Persebaya Surabaya pulang dari Stadion Gelora Kie Raha dengan tiga poin penting setelah mengalahkan Malut United 2-0 pada lanjutan Indonesia Super League 2025/2026. Hasil ini membuat jarak di papan atas tetap tipis, karena kedua tim kini hanya terpaut satu poin.
Kemenangan tim tamu ditentukan oleh ketajaman di momen yang tepat. Setelah laga berjalan ketat dan sama-sama menyulitkan lawan, Persebaya mampu memanfaatkan peluang dengan lebih efektif saat pertandingan memasuki fase krusial.
Babak pertama berjalan sengit
Sejak peluit awal, pertandingan langsung berlangsung dalam tempo tinggi. Malut United tampil agresif sebagai tuan rumah dan berusaha menekan lebih dulu, tetapi Persebaya tidak tinggal diam dan memilih merespons lewat serangan balik.
Pola permainan itu membuat kedua tim saling menguji pertahanan masing-masing. Duel di lapangan pun berlangsung ketat, sementara peluang bersih jarang benar-benar tercipta karena dua kubu sama-sama disiplin menjaga area belakang.

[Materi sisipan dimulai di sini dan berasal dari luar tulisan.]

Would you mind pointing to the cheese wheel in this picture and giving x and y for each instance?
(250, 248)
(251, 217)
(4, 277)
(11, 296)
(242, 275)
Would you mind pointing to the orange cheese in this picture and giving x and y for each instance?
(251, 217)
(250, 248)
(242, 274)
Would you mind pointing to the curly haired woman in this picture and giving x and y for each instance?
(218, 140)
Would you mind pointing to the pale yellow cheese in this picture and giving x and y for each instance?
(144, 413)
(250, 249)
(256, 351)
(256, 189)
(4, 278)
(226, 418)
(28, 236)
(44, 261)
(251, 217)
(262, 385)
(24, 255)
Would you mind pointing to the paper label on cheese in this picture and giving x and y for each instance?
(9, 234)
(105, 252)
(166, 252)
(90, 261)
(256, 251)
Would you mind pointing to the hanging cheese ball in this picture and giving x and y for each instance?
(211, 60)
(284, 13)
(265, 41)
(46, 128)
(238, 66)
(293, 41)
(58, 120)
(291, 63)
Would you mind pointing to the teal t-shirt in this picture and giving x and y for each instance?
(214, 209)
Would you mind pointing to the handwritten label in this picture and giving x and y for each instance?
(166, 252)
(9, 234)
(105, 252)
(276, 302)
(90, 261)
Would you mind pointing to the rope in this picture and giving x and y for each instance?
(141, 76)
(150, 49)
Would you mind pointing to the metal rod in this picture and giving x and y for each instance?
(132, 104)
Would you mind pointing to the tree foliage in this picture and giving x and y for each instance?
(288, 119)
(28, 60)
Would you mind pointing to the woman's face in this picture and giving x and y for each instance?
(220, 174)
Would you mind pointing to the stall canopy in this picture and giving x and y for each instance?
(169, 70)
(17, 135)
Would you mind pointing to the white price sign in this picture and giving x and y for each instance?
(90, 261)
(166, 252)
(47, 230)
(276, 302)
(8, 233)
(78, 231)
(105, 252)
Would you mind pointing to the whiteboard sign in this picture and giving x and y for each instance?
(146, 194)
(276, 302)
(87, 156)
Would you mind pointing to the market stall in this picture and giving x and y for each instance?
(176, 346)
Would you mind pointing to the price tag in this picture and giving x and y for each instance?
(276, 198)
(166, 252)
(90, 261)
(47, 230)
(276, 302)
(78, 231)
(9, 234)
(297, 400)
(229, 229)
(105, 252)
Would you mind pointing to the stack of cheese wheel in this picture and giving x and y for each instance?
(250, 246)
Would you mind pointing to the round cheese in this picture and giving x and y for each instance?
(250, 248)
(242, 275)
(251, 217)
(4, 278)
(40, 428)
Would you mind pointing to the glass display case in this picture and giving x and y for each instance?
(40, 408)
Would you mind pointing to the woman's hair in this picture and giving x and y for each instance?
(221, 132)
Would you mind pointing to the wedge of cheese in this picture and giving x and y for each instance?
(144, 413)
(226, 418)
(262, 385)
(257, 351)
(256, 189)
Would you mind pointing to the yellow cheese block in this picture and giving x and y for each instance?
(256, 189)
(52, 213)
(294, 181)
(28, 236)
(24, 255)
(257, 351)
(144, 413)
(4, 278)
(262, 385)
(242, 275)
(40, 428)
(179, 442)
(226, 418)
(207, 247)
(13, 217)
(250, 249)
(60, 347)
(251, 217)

Tekanan Malut United sempat memunculkan momen yang membuat suporter bersorak pada menit ke-39. Aksi Yacob Sayuri sempat dianggap sukses membuka keunggulan, namun gol tersebut kemudian dianulir setelah pemeriksaan VAR.
Keputusan itu mempertahankan skor 0-0 hingga turun minum. Dalam situasi tersebut, laga makin terasa berat bagi kedua tim karena sama-sama kesulitan menemukan celah untuk menciptakan peluang yang benar-benar bersih.
Persebaya lebih efisien setelah turun minum
Memasuki babak kedua, ritme pertandingan tidak menurun. Malut United terus berupaya memecah kebuntuan di hadapan pendukungnya sendiri, tetapi Persebaya justru tampil lebih sabar menunggu kesempatan yang datang.
Strategi itu membuahkan hasil ketika Milos Raickovic berhasil mengubah keadaan. Golnya membuat Persebaya unggul 1-0 dan memaksa Malut United menaikkan intensitas serangan untuk mengejar ketertinggalan.
Setelah unggul, Persebaya tetap menjaga keseimbangan permainan. Tim tamu tidak hanya bertahan, tetapi juga terus mencari ruang untuk melancarkan ancaman lanjutan agar keunggulan tidak lepas di sisa pertandingan.
Gol penutup datang pada masa tambahan
Upaya Malut United untuk menyamakan kedudukan terus dilakukan hingga memasuki masa tambahan waktu. Namun, tekanan tuan rumah tidak menghasilkan gol penyeimbang, sementara Persebaya tetap menjaga fokus sampai akhir laga.
Francisco Rivera kemudian memastikan kemenangan timnya lewat gol kedua. Bola yang ia lesakkan mengubah skor menjadi 2-0 sekaligus menutup pertandingan dengan hasil yang lebih meyakinkan bagi Persebaya.
Gol itu memperlihatkan efektivitas Persebaya dalam memanfaatkan kesempatan penting. Dalam laga yang berlangsung ketat dan penuh tekanan, tim tamu mampu bermain tenang saat momen penentu datang.
Dampak langsung ke persaingan klasemen
Hasil di Kie Raha membuat persaingan di papan atas semakin rapat. Malut United tetap berada di peringkat lima dengan 46 poin, sedangkan Persebaya menempel ketat di posisi enam dengan 45 poin.
Selisih satu poin tersebut menjaga tensi kompetisi tetap tinggi. Setiap laga berikutnya berpotensi berdampak besar pada posisi kedua tim, terutama karena keduanya masih terlibat langsung dalam perebutan tempat di papan atas.
Pertandingan ini juga menegaskan bahwa detail kecil bisa sangat menentukan arah hasil akhir. Keputusan VAR, ketenangan dalam penyelesaian akhir, dan disiplin bertahan menjadi faktor penting yang mengantar Persebaya meraih kemenangan 2-0 atas Malut United.